Review: Burnt Is Marinated In Clichés With A Distasteful Main Character
Director: John Wells
Screenwriter: Steven Knight (screenplay) and Michael Kalesniko (story)
Principal Cast: Bradley Cooper, Sienna Miller, Daniel Brühl, Riccardo Scamarcio, Omar Sy, Emma Thompson, and Uma Thurman
Summary: Adam Jones is a Chef who destroyed his career with drugs and diva behavior. He cleans up and returns to London, determined to redeem himself by spearheading a top restaurant that can gain three Michelin stars.
I believe I saw the trailer for Burnt by accident. I think it was showing before another screening because otherwise I would have never heard of this movie. My first thought was that I’m not a fan of the “jerk chef” television shows. The only time I find Gordon Ramsey compelling is when he’s being nice to small children. This movie looked like the movie version of those shows that I’m inclined to ignore but with an A list cast. I hadn’t heard any buzz one way or another so I went in hoping that a good cast could make a story I had absolutely zero interest in compelling.

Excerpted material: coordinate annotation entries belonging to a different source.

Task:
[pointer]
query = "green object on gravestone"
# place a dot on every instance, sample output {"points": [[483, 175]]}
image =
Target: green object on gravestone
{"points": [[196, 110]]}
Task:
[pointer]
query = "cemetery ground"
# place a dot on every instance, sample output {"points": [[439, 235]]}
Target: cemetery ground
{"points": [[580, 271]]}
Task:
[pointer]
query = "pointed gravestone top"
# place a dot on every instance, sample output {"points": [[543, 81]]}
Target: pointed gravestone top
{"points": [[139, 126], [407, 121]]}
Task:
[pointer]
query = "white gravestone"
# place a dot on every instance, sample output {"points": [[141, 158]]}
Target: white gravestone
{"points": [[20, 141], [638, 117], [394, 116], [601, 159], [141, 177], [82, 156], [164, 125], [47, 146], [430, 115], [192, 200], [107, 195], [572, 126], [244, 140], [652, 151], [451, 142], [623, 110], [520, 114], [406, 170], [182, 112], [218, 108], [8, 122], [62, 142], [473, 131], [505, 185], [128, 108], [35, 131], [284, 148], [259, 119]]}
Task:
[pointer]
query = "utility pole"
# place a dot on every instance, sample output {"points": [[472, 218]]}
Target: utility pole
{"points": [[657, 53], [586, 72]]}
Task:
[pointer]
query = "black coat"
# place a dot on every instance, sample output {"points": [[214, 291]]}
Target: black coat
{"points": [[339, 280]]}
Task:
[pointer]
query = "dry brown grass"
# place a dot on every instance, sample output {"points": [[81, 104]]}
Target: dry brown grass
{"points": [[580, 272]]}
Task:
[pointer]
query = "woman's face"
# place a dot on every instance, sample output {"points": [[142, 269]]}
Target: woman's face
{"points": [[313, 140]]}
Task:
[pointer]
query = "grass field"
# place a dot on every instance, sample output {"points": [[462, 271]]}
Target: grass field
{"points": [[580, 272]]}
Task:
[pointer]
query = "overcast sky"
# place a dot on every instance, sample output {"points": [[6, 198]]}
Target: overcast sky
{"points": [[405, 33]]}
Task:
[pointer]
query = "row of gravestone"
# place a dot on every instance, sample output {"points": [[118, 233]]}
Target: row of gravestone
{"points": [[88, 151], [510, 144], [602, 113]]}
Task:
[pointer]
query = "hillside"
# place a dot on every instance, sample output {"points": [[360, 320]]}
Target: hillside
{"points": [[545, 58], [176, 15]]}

Burnt might have some compelling and maybe even decent moments but it commits a deadly sin of movies by having an unlikable main character that you don’t want to win in the end.
I’m going to do my best to explain why I disliked Burnt without spoiling the ending, even if the ending is something that I think was the final nail in the coffin. There are movies that can take an unlikable main character and make them compelling. Paid programing television is littered with anti heroes and they are some of the most popular characters on the planet. However, to pull that off, you need to make the anti hero either compelling to watch or you want them to get past everything to succeed. Adam Jones (Bradley Cooper) is neither of those things. They start off by explaining away his arrogance by saying “he’s a chef” like it makes up for all of the horrible things he does throughout the movie. The other characters were excusing Jones’ behavior before the movie even started because if the cast say it’s okay then the audience must think it’s okay. A stronger script might have been able to pull it off but Burnt has a very weak script.
There is also the fact that by the midpoint of the movie, when Adam declares that he wants to “earn his third star” in the cooking world, I didn’t want him to succeed. People kept mentioning that he “had a rough childhood” but that doesn’t excuse the way Adam acts. Everyone around him is either A: excusing the way he acts, B: sweeping his problems under the rug or taking care of them, or C: telling Adam he’s God’s gift to the cooking world. It was like the movie was trying so hard to make me like Adam as a character that I began to dislike him more. The entire cast seemed to be screaming “you find this guy compelling and interesting” and I could only sit there and go “no, I don’t”. The rest of the cast is wasted trying to tell us how amazing Adam so that Sienna Miller and Daniel Brühl don’t get characters for themselves. They are instruments to help prove that Adam is a good person. When both of their characters forgive and/or fall in love with him that’s when we know his redemption arc is complete. They are not fully formed human beings.
There were a few things I liked. The cooking segments were interesting to watch even if I kept getting distracted by how often they would just throw everything away. Director John Wells makes the cooking look like the art that it really is in the high class restaurant business. The cast is good enough that they make the movie bearable. I enjoyed the little twist to Daniel Brühl’s Tony character even if it felt a little odd to me. Sienna Miller’s character, Helene, could have been a little better if she wasn’t relegated to a love interest. Alicia Vikander has maybe five minutes of total screen time and her entire existence is to clean up one of Adam’s messes. The script is so littered with clichés and is so predictable that about halfway through I was able to guess how the movie would end. Adam never seems to suffer any consequences for his actions, either, and the ending felt like everything got wrapped up in a neat little bow considering there were some major plot holes.
Burnt has an extremely weak script which does nothing to make a complete jerk worth watching. When you want the main character to fail because he doesn’t deserve anything good happening to him, you know you have failed as a storyteller. Burnt might not be insultingly bad, but if you want to watch a chef yell at his subordinates just turn on the Cooking channel.